Investment banks and assets managers who manage tens of trillions of dollars in assets between them are increasingly adopting investment strategies that call for considering climate change and environmental policy.
For them, the thinking is relatively simple: it's a bad idea to expose your clients and their funds to investments that could be jeopardized by climate change or poor governance. That could mean not investing in beach properties or not investing in commodities markets that are at risk of disappearing. They've conducted risk assessment and concluded that the risks in such investments are significant.
It make perfect sense, but the Trump regime is trying to stop them. The Labor Department has proposed new rules that would require firms overseeing pensions and 401(k) plans to always place financial returns above other interests like environmental policy.
The likes of Fidelity Investments and Blackrock, the latter of which manages $7.4 trillion in assets, says the new rules are nonsensical because their new strategy is best for returns.
Fidelity Investments wrote in an 11-page letter to the U.S. Department of Labor that the proposal’s assumption that ESG investment strategies sacrifice returns, increase risks and promote goals unrelated to financial performance isn’t “well grounded or supported by much of the emerging data.” BlackRock Inc. said the recommendation is “overly prescriptive and burdensome.” State Street Global Advisors, Putnam Investments and Legal & General Investment Management are among numerous other firms that also oppose the plan. [...]

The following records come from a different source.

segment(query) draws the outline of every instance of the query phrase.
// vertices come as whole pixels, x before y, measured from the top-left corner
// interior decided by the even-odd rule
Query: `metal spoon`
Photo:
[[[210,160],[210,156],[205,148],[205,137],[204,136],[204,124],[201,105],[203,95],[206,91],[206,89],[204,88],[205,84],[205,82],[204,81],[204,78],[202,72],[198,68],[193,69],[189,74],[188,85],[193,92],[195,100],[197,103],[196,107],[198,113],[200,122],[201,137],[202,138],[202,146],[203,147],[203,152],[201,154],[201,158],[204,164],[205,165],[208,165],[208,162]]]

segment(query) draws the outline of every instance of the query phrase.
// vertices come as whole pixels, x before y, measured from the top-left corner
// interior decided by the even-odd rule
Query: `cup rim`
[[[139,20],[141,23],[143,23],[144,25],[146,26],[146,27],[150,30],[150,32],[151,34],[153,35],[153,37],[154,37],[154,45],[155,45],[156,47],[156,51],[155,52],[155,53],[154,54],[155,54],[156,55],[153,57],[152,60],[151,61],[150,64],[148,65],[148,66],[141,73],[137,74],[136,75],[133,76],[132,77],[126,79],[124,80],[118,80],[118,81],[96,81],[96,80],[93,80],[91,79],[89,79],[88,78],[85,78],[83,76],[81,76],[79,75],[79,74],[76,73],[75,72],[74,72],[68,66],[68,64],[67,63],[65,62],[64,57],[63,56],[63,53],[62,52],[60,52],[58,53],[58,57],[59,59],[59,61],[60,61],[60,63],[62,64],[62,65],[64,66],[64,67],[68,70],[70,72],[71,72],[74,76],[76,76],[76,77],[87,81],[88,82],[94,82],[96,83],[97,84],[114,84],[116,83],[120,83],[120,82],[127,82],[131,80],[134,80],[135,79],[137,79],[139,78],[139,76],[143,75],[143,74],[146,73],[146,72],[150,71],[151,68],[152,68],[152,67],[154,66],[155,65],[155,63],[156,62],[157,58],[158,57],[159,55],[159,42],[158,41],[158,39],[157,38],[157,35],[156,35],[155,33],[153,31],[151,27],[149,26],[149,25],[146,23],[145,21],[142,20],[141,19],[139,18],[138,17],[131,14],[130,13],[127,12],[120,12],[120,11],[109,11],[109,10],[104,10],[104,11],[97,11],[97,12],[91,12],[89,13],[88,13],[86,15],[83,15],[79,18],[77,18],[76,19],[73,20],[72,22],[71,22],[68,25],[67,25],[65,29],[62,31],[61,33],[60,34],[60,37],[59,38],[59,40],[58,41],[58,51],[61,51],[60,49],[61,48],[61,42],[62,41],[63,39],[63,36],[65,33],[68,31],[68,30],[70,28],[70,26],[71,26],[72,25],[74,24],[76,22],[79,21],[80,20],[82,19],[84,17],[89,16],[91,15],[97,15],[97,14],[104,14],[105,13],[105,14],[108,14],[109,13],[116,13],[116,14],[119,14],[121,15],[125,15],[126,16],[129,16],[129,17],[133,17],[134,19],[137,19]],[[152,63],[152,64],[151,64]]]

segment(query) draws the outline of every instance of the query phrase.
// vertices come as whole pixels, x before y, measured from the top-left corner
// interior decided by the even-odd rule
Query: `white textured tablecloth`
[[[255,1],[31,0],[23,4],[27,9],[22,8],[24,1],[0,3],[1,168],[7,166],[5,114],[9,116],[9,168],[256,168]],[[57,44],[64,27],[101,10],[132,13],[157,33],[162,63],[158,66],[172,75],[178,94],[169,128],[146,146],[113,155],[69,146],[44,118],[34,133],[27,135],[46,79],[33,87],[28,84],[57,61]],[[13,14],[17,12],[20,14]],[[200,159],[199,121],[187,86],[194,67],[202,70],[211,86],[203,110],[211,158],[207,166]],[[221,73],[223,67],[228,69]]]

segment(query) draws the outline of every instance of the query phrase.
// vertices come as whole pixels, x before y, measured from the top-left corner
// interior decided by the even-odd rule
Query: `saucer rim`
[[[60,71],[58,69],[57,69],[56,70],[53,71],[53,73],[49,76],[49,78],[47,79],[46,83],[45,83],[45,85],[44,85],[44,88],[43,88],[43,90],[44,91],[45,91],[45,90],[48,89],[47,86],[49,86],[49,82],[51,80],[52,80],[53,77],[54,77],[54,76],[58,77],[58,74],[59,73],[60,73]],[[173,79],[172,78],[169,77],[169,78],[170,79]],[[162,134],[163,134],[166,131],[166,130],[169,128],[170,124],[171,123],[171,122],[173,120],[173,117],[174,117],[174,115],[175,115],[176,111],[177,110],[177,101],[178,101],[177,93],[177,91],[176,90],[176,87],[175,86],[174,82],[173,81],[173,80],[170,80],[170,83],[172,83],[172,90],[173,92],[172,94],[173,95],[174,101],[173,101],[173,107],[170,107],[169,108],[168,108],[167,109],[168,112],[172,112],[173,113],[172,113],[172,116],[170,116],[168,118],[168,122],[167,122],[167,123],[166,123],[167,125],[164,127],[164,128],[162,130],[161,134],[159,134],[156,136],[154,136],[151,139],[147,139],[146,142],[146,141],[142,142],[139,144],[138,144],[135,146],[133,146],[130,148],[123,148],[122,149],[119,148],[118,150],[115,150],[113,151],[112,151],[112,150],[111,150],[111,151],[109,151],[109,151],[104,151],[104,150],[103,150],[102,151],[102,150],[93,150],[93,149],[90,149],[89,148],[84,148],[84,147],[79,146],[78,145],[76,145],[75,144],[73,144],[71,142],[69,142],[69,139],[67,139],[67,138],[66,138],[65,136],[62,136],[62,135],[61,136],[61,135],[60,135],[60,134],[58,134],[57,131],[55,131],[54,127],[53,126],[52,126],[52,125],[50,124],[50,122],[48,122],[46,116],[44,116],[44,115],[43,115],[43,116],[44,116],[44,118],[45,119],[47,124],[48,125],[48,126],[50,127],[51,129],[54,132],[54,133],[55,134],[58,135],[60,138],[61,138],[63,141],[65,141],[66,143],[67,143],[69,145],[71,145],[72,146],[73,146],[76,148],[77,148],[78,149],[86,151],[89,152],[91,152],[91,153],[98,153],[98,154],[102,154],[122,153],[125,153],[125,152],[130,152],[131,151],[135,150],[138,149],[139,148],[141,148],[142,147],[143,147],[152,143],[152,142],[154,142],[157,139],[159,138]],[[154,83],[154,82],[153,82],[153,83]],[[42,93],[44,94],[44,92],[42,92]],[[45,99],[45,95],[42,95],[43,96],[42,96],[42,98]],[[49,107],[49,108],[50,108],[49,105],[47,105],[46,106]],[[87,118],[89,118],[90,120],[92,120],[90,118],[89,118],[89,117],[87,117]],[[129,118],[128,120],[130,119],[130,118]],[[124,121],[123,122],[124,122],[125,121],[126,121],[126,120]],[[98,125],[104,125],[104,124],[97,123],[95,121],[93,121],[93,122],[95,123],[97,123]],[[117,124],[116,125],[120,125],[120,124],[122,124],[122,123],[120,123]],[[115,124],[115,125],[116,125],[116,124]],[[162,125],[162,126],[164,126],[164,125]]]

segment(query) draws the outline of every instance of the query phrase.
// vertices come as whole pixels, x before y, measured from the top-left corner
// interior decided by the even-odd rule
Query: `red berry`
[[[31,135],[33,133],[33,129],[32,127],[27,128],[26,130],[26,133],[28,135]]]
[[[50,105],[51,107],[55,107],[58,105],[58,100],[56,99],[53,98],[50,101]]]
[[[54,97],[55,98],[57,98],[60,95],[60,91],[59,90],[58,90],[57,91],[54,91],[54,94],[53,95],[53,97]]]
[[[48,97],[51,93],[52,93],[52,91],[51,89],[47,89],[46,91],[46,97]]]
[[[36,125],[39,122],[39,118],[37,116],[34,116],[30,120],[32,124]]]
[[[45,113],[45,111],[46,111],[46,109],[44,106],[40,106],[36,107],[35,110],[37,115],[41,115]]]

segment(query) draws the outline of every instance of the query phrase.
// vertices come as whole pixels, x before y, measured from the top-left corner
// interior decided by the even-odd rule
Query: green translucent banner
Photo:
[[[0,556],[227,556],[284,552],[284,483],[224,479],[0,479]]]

“Pressure from trade associations and the fossil-fuel industry is the most likely reason for what the Labor Department is proposing,” said Bryan McGannon, director of policy and programs at US SIF, a Washington-based group that supports the sustainable investment business. “It certainly didn’t come from the financial-services industry.”
A Standard & Poor’s index that tracks the performance of oil and gas exploration and production companies has dropped 44% this year, and energy stocks now account for 2.3% of the benchmark S&P 500 Index, down from 16% as recently as 12 years ago.
You could discount the existence of climate change and environmental policy entirely -- which would be crazy for anyone much less a firm managing trillions in assets -- and still conclude that fossil fuels are a bad investment in the year 2020.
The good news is the Labor Department isn't expected to finalize the new rules until the end of the year. We have a chance to replace Trump with Joe Biden and put an end to our self-destruction.
I have no significant assets myself so it's not as if this is something that will personally effect me, but climate change will. It already does. We cannot afford to waste another four years of backpedaling on environmental policy. We're running out of presidential administrations to piss away before it's too late if it's not too late already. Reelecting Trump would mean another four years, or more, of doing nothing if not actively accelerating climate change.
All the financial assets in the world won't mean shit if irreversible climate change collapses entire nations. The biggest asset managers in the world are saying this by factoring it into their investment decisions.